The hypotensive effect of Felodip is enhanced by other antihypertensive drugs (beta-adrenergic receptor blockers, ACE inhibitors, diuretics), tricyclic antidepressants, and alcohol. When using Felodip, β-adrenergic receptor blockers and organic nitrates, the antianginal effect of these drugs is summed up. When used simultaneously with NSAIDs Felodip, the antihypertensive effect of Felodip is not reduced. Inhibitors of microsomal enzymes (cimetidine, erythromycin, ranitidine, ketoconazole, itraconazole, ritonavir, saquinavir, quinidine) increase the concentration of felodipine in the blood plasma, therefore the prescribed dose of Felodipine should be reduced when used simultaneously with this group of drugs. Inducers of microsomal enzymes (for example, phenytoin, carbamazepine, rifampicin and barbiturates) can reduce the concentration of felodipine in the blood plasma, so the dose of Felodipine should be adjusted when these drugs are used in combination. When Felodip is used simultaneously with digoxin, the concentration of the latter increases, but no change in the dose of Felodip is required. Significant binding of felodipine to plasma proteins does not affect the particle free fractions of another drug, which is also characterized by significant binding to plasma proteins (for example, warfarin). Grapefruit juice, due to the presence of a flavonoid in it, increases the plasma level and bioavailability of felodipine, so it cannot be used together with Felodipine.
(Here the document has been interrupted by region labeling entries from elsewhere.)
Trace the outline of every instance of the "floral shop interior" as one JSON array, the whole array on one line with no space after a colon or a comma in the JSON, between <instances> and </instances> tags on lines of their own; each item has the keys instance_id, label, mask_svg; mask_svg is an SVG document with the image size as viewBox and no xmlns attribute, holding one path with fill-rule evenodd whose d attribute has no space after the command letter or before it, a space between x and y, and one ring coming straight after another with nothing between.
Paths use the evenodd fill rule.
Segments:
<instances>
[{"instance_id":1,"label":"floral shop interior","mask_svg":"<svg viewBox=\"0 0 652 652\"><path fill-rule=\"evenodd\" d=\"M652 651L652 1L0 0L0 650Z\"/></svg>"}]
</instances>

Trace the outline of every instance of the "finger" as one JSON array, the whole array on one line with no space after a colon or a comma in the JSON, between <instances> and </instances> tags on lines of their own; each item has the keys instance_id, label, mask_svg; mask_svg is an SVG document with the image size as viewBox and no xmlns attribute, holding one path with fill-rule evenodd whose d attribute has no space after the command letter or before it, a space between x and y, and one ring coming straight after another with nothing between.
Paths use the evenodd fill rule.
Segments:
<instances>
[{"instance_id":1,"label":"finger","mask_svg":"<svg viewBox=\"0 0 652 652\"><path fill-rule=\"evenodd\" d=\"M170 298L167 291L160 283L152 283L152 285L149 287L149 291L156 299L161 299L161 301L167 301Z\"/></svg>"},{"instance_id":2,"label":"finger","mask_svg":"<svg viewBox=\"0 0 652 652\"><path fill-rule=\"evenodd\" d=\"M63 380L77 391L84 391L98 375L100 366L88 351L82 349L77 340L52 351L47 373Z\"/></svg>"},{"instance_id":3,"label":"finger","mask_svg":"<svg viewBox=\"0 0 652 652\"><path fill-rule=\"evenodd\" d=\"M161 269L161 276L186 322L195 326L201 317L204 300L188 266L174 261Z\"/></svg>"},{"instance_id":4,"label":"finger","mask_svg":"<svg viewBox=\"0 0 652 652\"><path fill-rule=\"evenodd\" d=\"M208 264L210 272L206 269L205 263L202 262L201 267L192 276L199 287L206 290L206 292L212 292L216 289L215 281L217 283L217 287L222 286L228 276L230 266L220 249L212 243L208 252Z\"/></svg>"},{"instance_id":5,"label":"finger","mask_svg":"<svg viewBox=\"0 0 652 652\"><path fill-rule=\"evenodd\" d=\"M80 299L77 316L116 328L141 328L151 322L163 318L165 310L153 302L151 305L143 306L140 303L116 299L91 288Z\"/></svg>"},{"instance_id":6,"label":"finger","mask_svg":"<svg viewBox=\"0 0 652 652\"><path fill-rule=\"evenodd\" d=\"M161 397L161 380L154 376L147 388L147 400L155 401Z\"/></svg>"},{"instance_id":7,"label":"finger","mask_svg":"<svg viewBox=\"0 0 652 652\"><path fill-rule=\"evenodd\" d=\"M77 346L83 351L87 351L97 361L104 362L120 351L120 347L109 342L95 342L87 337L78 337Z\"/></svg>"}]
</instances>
Felodip overdose, symptoms and treatment

Symptoms: arterial hypotension and bradycardia. Treatment: the stomach is washed, activated carbon is used, and the patient is subsequently placed in an intensive observation room to monitor the function of the cardiovascular and respiratory systems. In case of severe arterial hypotension, it is necessary to place the patient in a horizontal position with the lower limbs raised upward, increase the volume of blood plasma by administering a physiological solution of sodium chloride, glucose, dextran; introduce sympathomimetics: norepinephrine, mesaton, dopamine, dobutamine, as well as calcium chloride. In case of bradycardia, AV block of II–III degree, or the appearance of asystole, atropine sulfate, norepinephrine or calcium chloride is administered intravenously. If necessary and if indicated, an artificial pacemaker is used.